Once DNA was discovered and the mechanism for the translation of the DNA to proteins understood, the picture changed entirely. Now for the first time, it became possible to make some real calculations, to determine exactly what had to occur for changes of any sort to happen. For evolutionary change to take place, vast numbers of data items must be affected. And once the calculations were made, it became obvious to all that randomness alone could not create life. There has to be far more to it than chance.

How dramatic the change in attitude was can be seen from a later issue of Scientific American. In '79, it devoted a special edition to the question of the origins of life. Professor Wald's article, which had so arrogantly and confidently declared that randomness plus time would certainly produce life, was reprinted in full. But this time it came with the following editorial comment:

"Although stimulating, this article probably represents one of the very few times in his professional life when Wald has been wrong."

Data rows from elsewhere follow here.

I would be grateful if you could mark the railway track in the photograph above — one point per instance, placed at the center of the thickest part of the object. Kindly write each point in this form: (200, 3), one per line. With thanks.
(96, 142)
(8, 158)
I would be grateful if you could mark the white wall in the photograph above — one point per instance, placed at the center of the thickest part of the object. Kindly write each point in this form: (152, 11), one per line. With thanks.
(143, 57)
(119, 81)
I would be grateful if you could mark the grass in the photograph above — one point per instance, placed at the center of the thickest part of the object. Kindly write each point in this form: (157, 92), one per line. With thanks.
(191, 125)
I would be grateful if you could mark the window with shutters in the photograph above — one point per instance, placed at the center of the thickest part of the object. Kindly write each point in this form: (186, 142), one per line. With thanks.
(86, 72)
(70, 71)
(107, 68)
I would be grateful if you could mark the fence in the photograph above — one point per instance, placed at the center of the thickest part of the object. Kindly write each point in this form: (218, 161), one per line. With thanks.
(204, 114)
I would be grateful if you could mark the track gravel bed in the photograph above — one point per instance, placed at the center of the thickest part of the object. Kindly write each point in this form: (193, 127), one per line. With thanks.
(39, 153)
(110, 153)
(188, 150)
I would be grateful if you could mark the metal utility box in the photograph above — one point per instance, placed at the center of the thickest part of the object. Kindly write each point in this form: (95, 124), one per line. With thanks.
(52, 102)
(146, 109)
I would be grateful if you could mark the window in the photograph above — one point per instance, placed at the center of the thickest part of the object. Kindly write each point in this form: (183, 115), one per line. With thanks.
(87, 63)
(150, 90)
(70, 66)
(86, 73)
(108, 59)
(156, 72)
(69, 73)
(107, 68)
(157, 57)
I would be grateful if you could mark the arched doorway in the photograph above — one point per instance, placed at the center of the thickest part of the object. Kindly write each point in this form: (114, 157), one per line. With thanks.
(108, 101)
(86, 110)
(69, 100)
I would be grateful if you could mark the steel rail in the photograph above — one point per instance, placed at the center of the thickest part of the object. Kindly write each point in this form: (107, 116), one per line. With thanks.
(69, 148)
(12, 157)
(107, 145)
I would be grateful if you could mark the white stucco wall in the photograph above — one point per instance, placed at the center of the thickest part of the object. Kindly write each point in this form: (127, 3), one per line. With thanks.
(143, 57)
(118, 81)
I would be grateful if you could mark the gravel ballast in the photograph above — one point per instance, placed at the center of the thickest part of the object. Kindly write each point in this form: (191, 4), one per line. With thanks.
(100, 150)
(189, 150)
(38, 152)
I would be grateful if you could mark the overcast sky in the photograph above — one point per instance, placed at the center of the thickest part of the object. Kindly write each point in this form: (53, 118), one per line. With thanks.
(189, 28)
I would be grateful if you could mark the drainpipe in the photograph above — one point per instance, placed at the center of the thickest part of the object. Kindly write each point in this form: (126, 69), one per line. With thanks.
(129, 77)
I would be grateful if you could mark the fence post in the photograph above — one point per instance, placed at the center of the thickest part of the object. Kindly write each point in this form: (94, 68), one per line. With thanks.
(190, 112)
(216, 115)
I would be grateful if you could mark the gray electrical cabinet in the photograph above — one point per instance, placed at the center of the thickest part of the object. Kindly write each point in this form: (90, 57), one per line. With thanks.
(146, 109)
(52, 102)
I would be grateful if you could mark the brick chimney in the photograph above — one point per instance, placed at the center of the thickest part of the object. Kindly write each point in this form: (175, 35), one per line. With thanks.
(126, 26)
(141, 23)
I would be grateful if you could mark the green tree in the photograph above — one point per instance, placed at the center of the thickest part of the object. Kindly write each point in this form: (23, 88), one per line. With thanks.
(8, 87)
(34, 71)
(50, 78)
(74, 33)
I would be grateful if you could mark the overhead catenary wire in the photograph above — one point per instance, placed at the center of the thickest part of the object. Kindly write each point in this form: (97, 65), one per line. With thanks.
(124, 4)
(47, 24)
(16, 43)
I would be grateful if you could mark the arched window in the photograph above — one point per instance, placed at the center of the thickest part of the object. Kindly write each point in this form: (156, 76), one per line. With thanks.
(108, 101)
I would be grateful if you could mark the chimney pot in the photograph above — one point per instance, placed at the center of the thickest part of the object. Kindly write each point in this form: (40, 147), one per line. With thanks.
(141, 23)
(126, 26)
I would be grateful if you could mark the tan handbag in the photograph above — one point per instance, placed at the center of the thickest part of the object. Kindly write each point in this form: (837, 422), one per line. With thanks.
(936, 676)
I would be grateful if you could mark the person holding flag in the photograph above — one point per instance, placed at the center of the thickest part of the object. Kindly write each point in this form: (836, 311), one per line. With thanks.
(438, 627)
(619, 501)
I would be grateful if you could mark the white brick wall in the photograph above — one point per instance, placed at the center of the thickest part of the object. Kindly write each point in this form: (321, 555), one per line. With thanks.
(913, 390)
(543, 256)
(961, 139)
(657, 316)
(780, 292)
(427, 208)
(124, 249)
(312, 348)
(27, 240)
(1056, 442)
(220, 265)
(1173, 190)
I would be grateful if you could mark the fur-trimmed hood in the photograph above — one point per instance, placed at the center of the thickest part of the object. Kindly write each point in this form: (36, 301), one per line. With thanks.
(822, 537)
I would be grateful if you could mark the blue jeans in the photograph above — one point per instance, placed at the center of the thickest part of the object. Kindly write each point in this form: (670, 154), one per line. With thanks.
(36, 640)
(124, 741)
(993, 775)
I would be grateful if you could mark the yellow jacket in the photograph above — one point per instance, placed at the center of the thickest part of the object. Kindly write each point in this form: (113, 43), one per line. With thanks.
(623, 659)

Why the change of heart? Because when the calculations are done, it becomes patently clear that randomness could not have produced life. As Sir Fred Hoyle [who thinks that life's chemicals originate in outer space] put it, the spontaneous emergence of a single-cell organism from random couplings of chemicals "is about as likely as the assemblage of a 747 by a tornado whirling through a junk yard." Indeed, since 1979, no reputable scientific journal has accepted any article which presupposes that life arose merely by chance.

We cannot infer from this that scientists have abandoned evolutionary theory. But certainly simple randomness and chance are no longer viewed as the driving forces behind evolutionary change.

The revolution that is occurring in the sciences ought to be good news. The discoveries of science may be leading us to the time when universal belief in a Borei Olom will be a reality. Certainly, the discoveries of science can no longer pretend to place those who believe in Hashem on the defensive. To the contrary, those who refuse to accept a Borei Olom are now on the defensive and working hard to explain the facts.